After taking his BA and DPhil in History at Oxford (Christ Church and Wolfson College), David was appointed a lecturer at the University of York. He returned to New College as Fellow and Tutor in 1992, and a lecturer in the History Faculty, where he is Director of Graduate Studies from 2010-2012. In the academic year 2010-11 he is serving as College Subwarden.
David teaches history in the period 1500-1750, with special reference to the history of France and Italy and to European political, military and cultural history. He teaches elements of the first year outline courses in historiography and methodology and more specialized courses on the Spanish New World, early modern Court Culture and seventeenth-century France.
David's research interests are in early modern European history, primarily the political, social and military history of 17th-century France, but with interests in Northern Italy in the same period. He also has a research interest in military organization and change and its political and social impact across West-Central Europe from 1500-1750. His present project involves a return to the study of France and the crisis of the mid-seventeenth century.
- Richelieu’s Army.
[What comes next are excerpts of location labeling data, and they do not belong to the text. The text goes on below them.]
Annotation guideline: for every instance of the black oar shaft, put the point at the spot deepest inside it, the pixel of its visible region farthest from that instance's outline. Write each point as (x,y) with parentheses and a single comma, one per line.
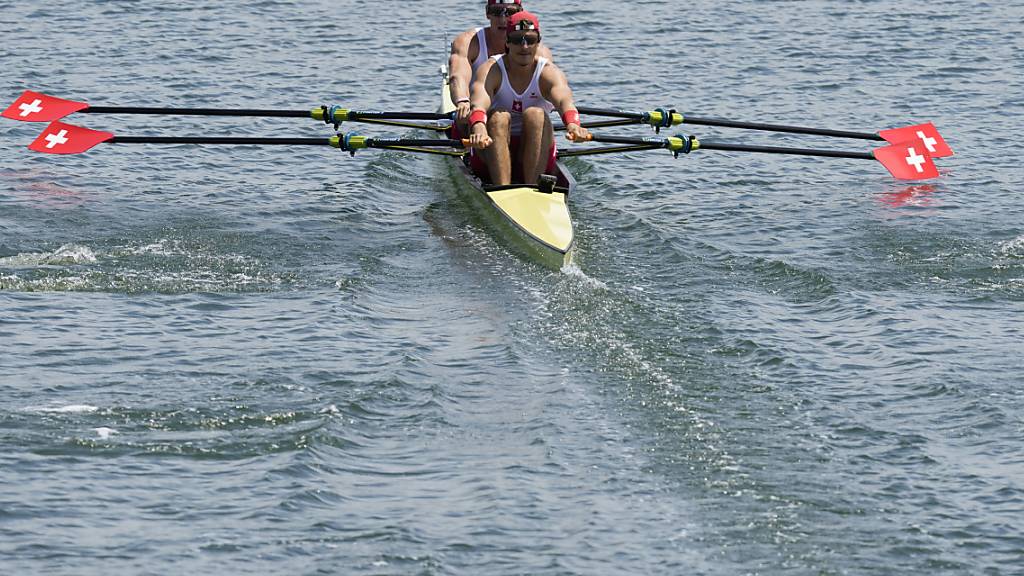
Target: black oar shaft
(790,151)
(356,115)
(779,128)
(220,140)
(424,142)
(638,116)
(197,112)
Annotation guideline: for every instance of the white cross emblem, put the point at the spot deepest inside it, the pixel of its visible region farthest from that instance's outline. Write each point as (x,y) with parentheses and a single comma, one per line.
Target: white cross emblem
(915,160)
(33,108)
(929,142)
(59,138)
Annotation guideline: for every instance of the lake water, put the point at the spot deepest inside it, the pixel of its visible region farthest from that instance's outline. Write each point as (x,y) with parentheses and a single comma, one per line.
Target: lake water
(278,360)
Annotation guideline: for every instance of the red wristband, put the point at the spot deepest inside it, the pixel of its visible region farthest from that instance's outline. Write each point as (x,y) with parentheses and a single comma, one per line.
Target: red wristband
(477,115)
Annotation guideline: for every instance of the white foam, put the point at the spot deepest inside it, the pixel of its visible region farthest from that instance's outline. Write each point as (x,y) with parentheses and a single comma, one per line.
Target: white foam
(1013,248)
(104,433)
(574,271)
(67,254)
(71,409)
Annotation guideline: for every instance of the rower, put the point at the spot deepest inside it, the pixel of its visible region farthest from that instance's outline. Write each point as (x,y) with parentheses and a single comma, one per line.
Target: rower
(512,96)
(473,47)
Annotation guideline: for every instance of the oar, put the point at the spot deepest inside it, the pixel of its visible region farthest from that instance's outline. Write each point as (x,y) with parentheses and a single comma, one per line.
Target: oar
(60,137)
(662,118)
(908,161)
(36,107)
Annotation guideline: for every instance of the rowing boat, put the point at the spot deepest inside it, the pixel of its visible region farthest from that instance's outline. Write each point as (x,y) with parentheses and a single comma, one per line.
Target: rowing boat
(535,221)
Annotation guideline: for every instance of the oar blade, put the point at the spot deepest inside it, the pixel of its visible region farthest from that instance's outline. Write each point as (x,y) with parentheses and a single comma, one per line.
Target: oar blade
(59,137)
(907,161)
(36,107)
(926,132)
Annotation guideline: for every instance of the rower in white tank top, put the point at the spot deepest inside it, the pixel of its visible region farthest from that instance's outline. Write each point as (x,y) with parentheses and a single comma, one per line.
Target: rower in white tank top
(507,98)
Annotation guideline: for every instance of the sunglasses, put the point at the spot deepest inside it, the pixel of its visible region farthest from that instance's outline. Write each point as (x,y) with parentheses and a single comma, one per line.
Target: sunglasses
(527,39)
(502,10)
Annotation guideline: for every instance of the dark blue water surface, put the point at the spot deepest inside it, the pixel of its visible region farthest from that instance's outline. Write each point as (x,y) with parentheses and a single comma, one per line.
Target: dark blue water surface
(288,360)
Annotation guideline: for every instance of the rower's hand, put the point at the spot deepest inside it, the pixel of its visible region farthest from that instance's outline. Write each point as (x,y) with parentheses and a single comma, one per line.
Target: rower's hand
(577,133)
(462,112)
(478,136)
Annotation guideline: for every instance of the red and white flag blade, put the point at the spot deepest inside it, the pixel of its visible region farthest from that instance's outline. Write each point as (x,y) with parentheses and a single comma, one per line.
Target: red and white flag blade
(66,138)
(926,132)
(36,107)
(907,161)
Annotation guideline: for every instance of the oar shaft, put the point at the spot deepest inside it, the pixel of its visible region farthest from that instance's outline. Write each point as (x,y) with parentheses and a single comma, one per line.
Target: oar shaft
(220,140)
(637,116)
(790,151)
(779,128)
(353,115)
(197,112)
(422,142)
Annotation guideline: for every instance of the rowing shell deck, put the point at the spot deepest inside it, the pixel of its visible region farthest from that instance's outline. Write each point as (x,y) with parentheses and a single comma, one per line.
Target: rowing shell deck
(539,222)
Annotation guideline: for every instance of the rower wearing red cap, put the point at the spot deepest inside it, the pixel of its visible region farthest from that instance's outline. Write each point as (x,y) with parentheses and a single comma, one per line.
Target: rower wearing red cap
(512,96)
(472,48)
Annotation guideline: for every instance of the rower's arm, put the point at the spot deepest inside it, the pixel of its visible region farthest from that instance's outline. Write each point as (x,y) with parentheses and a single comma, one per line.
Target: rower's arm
(484,85)
(555,87)
(460,70)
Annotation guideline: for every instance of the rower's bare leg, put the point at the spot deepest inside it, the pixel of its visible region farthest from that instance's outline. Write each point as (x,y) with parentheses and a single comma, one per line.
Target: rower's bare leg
(499,155)
(537,137)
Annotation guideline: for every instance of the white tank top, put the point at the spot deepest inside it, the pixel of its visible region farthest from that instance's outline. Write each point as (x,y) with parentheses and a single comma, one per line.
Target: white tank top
(481,42)
(508,98)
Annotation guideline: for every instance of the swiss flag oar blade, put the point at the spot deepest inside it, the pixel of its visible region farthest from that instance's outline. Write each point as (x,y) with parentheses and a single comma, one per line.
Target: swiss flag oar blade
(35,107)
(65,138)
(907,161)
(926,132)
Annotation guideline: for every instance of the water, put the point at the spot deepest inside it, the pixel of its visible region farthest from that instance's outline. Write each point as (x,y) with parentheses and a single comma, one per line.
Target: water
(232,360)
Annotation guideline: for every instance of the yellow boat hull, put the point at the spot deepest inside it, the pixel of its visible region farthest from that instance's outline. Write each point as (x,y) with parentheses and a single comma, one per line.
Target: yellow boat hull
(539,220)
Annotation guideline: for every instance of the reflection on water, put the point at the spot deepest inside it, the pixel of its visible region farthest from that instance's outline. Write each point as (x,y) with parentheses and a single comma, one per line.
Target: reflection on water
(922,196)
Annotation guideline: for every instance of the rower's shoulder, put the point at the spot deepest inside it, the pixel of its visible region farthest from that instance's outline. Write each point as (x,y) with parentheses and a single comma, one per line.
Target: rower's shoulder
(552,71)
(464,39)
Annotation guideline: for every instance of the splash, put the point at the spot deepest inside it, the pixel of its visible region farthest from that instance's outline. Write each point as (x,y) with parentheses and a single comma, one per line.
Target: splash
(572,271)
(69,254)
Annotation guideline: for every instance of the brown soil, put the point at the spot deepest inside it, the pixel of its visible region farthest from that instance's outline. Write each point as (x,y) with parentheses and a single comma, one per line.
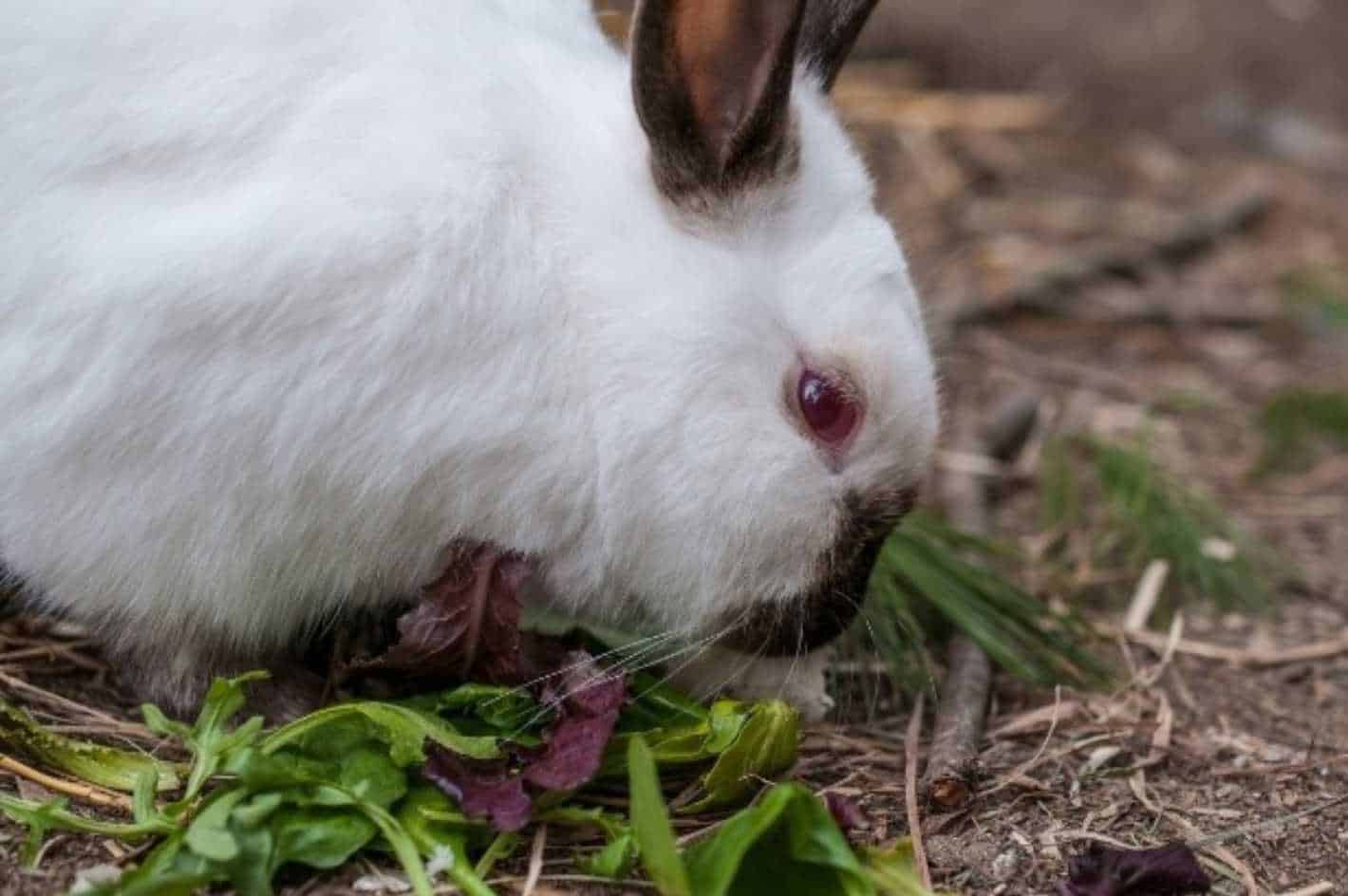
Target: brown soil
(983,212)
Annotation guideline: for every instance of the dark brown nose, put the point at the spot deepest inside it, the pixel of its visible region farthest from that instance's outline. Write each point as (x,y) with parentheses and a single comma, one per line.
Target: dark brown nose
(827,610)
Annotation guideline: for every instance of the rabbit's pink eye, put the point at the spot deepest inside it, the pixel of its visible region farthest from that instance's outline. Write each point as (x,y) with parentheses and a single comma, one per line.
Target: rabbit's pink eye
(828,407)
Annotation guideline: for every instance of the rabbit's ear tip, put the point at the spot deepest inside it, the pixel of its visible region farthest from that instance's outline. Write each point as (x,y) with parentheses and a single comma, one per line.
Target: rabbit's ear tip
(712,83)
(830,32)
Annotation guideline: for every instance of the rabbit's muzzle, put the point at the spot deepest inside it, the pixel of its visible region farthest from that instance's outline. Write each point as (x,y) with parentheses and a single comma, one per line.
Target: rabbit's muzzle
(827,609)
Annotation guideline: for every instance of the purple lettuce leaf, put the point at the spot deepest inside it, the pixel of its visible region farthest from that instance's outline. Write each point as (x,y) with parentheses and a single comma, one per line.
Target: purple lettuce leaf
(587,700)
(1167,870)
(465,626)
(587,716)
(844,812)
(480,789)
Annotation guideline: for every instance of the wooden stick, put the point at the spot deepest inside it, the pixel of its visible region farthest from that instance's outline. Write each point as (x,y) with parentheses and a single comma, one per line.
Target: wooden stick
(910,790)
(61,786)
(1259,657)
(952,763)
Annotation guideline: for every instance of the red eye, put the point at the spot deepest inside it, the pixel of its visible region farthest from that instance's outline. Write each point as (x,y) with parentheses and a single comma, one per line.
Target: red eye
(828,405)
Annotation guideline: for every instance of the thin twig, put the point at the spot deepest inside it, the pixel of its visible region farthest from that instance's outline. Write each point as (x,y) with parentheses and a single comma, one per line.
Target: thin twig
(61,786)
(952,763)
(535,860)
(910,790)
(1262,657)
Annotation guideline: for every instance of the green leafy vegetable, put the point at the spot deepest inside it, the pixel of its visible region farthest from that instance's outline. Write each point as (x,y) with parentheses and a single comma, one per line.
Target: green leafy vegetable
(786,845)
(103,766)
(403,728)
(211,738)
(651,824)
(892,870)
(762,742)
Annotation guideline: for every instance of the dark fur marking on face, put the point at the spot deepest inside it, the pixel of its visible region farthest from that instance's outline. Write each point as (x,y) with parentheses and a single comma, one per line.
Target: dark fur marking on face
(827,610)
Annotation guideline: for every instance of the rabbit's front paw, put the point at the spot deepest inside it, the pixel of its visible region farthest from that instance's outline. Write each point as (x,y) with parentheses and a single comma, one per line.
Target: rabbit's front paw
(799,681)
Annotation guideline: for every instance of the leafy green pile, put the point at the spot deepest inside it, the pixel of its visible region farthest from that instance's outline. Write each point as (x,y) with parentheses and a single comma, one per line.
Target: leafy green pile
(785,845)
(346,779)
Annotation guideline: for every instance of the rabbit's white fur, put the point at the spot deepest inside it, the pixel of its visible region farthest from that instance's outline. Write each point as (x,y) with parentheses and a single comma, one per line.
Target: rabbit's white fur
(295,292)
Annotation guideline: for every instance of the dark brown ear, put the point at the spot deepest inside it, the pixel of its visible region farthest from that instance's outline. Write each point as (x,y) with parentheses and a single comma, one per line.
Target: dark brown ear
(712,84)
(830,32)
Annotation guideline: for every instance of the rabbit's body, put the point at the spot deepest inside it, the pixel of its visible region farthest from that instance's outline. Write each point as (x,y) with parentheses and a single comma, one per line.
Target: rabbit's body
(294,294)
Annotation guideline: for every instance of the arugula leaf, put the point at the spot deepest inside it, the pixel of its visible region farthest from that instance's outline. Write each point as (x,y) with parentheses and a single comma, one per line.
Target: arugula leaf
(437,828)
(103,766)
(507,712)
(403,728)
(759,740)
(892,870)
(651,824)
(787,845)
(41,818)
(211,738)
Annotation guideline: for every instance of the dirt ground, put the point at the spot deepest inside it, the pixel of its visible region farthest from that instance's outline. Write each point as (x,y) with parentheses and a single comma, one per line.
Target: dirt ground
(1238,731)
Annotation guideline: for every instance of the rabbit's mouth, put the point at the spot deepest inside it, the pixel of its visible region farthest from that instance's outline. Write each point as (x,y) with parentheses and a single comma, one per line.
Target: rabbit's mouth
(827,609)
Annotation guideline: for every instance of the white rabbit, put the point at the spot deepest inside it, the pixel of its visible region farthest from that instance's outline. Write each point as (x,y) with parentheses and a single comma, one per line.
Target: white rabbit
(297,292)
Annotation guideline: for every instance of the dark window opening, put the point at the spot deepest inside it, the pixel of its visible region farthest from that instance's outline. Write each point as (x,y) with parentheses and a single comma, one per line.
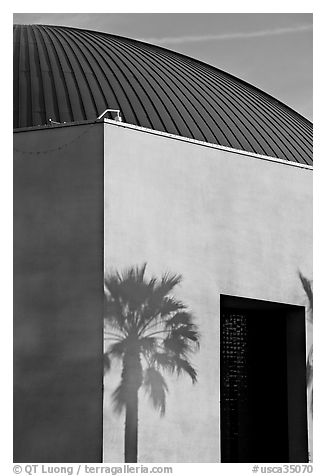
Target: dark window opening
(263,382)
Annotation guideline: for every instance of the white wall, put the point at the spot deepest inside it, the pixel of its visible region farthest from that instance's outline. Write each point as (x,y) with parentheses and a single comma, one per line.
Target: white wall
(230,224)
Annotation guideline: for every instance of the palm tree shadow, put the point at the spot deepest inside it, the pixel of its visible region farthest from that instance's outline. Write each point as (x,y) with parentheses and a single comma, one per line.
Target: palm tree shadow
(150,332)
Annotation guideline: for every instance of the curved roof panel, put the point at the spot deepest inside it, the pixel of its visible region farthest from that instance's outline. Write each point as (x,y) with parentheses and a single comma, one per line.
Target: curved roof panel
(69,75)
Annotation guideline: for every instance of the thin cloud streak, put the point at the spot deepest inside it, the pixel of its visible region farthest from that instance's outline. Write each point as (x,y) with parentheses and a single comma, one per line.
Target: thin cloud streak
(228,36)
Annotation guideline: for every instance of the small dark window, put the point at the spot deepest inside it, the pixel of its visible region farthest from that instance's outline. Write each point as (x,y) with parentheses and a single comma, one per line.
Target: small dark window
(263,383)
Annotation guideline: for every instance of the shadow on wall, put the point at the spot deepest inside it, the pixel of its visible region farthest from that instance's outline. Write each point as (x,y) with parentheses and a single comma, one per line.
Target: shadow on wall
(307,286)
(149,331)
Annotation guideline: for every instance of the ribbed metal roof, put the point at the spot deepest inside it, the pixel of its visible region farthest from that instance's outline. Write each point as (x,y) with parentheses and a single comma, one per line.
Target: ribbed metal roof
(68,75)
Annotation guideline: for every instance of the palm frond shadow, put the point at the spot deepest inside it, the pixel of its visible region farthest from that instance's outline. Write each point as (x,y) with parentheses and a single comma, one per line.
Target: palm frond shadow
(151,333)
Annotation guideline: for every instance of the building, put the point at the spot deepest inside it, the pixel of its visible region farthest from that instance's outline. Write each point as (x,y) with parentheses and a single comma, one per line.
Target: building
(205,176)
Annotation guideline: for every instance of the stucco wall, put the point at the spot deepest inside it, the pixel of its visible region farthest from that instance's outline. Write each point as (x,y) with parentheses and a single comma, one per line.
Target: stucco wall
(230,224)
(58,294)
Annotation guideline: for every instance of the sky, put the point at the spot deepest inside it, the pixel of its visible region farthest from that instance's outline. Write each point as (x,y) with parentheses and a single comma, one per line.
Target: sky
(272,51)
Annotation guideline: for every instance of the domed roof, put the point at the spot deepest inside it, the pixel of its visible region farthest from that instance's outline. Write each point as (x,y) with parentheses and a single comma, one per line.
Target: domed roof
(68,75)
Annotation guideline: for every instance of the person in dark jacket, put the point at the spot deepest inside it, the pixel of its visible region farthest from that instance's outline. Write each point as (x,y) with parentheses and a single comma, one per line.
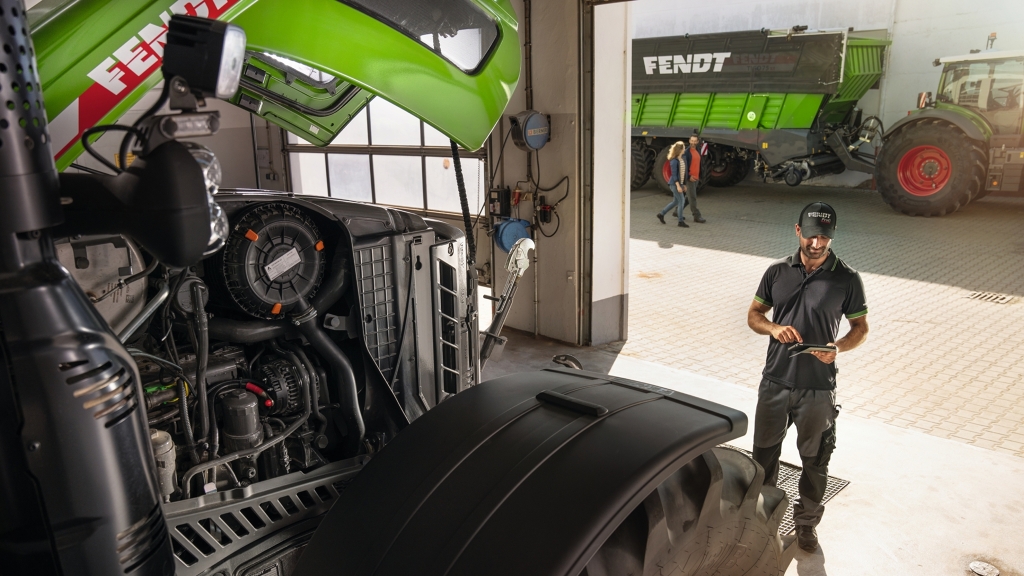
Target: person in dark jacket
(675,184)
(689,168)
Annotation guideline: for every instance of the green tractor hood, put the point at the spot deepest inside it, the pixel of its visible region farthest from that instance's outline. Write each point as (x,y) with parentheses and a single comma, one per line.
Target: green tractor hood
(97,57)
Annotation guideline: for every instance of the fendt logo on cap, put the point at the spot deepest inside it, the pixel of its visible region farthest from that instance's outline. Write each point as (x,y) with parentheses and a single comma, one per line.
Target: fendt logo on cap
(685,64)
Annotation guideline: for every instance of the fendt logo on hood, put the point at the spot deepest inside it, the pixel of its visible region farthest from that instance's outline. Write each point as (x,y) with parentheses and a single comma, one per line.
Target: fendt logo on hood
(689,64)
(118,75)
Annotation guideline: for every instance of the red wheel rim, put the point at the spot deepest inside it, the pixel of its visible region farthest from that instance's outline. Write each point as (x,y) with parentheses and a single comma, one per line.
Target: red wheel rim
(924,170)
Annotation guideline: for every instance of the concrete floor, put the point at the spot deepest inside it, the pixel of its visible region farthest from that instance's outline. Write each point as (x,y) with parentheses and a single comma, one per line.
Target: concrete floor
(916,504)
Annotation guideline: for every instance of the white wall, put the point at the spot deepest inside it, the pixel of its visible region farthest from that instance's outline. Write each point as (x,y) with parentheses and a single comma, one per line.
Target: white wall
(612,71)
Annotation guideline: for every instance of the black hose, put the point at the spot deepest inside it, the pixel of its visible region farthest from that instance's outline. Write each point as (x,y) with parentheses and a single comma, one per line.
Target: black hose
(314,385)
(186,478)
(341,371)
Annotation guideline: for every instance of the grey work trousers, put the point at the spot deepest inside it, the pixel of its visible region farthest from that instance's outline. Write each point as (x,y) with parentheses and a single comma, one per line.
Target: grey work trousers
(814,414)
(691,198)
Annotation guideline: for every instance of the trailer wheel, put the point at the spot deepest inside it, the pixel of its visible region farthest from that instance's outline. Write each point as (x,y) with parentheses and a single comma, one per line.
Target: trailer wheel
(728,171)
(930,168)
(714,516)
(663,170)
(641,163)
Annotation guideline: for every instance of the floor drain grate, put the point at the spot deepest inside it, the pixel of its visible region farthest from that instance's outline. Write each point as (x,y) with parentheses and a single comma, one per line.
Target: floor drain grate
(788,481)
(993,297)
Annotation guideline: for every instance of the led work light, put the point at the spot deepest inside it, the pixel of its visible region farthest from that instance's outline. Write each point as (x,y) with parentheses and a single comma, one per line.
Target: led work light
(207,54)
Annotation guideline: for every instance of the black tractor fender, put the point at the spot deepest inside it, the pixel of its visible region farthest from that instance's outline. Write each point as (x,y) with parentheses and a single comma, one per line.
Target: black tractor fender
(527,474)
(966,124)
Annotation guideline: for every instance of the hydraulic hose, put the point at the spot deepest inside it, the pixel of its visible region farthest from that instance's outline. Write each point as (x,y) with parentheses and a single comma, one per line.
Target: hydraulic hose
(313,388)
(341,371)
(202,359)
(186,479)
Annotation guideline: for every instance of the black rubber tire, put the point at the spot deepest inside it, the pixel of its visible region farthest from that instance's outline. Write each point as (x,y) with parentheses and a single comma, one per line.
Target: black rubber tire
(641,163)
(657,170)
(714,516)
(735,170)
(967,159)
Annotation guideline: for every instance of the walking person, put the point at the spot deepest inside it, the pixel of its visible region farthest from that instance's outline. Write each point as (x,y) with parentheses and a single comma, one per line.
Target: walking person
(809,292)
(678,191)
(690,164)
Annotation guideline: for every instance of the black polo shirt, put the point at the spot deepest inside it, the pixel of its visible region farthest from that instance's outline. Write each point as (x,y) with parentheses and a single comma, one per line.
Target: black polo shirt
(813,303)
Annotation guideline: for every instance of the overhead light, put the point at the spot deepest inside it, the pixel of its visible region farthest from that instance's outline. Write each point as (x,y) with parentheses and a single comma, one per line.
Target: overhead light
(207,54)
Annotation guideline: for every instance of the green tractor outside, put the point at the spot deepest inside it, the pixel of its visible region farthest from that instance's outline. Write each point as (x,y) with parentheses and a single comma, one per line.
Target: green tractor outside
(964,145)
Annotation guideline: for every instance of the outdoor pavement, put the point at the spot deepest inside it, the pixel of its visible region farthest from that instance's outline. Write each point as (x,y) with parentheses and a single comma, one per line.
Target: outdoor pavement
(935,361)
(916,505)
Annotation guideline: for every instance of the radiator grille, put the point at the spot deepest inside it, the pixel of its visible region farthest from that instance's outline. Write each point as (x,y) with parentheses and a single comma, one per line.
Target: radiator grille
(374,270)
(448,288)
(205,534)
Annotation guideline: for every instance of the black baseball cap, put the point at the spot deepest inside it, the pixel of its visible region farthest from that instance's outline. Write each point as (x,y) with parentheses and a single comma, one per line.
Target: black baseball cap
(817,218)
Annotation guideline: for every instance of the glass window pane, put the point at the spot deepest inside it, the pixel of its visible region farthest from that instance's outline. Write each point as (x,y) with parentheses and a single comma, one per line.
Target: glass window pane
(355,131)
(391,125)
(433,136)
(309,173)
(349,176)
(398,180)
(442,192)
War, Government and Society in France, 1624-42, Cambridge, CUP, 2001.
- “The Mantuan Succession, 1627-1631: A sovereignty dispute in early modern Europe”, English Historical Review, cxii, 1997, 20-65.
- “War and International Relations in Seventeenth-Century Europe”, in J. Bergin (ed), The Oxford History of Seventeenth-Century Europe, Oxford: OUP, 2001.
- "From military enterprise to standing armies: war, state and society in Western Europe, 1600-1700", in F. Tallett, D. Trim (eds), European Warfare, 1350-1750. Cambridge: CUP, 2010.
- The Business of War. Military enterprise and military revolution in early modern Europe. Cambridge: CUP, forthcoming.